In terms of cultural influence, Hugh Hefner became to some adults what Walt Disney is to many kids.
In 1953 Hefner launched Playboy magazine. Based in Chicago (later Los Angeles), it offered cosmopolitan pleasures even as America fell prey to a kind of conformity.
As with any groundbreaking enterprise, the story of Playboy begins with the joy of the raw. Then come the plateaus of success.
By 1970, Playboy had become an essential read, tackling substantive political analysis; founding a renowned jazz festival; publishing premier writers such as Alex Haley, James Jones, Ian Fleming and Ray Bradbury; introducing into the lexicon concepts like playmate and centerfold.
The mix of high culture and titillation made for some interesting moments.

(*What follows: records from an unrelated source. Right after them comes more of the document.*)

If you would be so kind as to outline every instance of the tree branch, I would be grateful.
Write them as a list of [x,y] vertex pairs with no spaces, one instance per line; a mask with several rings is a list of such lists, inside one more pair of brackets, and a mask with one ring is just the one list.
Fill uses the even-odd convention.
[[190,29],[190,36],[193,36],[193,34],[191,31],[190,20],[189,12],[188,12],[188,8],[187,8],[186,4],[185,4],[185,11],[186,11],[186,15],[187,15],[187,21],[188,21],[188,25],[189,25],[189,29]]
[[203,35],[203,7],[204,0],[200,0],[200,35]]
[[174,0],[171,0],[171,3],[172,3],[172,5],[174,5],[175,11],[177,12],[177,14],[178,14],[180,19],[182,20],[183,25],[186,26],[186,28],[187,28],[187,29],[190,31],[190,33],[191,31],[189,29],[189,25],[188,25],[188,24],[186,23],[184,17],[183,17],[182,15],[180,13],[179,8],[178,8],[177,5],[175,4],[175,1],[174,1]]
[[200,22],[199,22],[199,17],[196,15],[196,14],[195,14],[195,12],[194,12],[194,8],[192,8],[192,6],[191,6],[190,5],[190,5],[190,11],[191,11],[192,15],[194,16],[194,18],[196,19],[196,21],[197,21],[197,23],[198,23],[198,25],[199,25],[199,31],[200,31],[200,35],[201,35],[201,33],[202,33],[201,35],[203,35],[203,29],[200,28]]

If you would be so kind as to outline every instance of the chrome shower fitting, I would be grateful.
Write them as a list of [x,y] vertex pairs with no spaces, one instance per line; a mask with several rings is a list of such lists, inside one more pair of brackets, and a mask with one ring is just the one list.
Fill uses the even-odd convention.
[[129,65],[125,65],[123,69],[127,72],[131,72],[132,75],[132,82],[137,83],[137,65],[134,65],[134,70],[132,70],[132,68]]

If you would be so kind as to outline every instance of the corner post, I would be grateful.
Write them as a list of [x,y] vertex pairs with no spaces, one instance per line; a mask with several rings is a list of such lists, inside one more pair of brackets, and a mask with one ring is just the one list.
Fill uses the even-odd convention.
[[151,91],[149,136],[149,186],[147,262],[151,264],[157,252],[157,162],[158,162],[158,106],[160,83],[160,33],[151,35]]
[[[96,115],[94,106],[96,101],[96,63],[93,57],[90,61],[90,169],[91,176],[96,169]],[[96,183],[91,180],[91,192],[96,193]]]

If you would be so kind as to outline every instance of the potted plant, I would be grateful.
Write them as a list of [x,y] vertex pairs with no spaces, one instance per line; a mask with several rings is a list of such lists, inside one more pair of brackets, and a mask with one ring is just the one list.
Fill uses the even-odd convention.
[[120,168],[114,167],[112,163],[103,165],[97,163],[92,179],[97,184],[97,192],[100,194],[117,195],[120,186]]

The 1959 television program "Playboy's Penthouse" is one of the oddest shows in TV history, with sexuality juxtaposed against a guest appearance by Carl Sandburg.
In his later years, Hefner again confronted the need to re-imagine the Playboy brand to keep up with the times — much as he did when he embraced jazz and television.
Eventually, he reinvented himself again through the popular cable program "The Girls Next Door," which portrays the publisher living happily in his Holmby Hills mansion with three blond girlfriends.
He's become an institution, as established and iconic as the American Dream itself.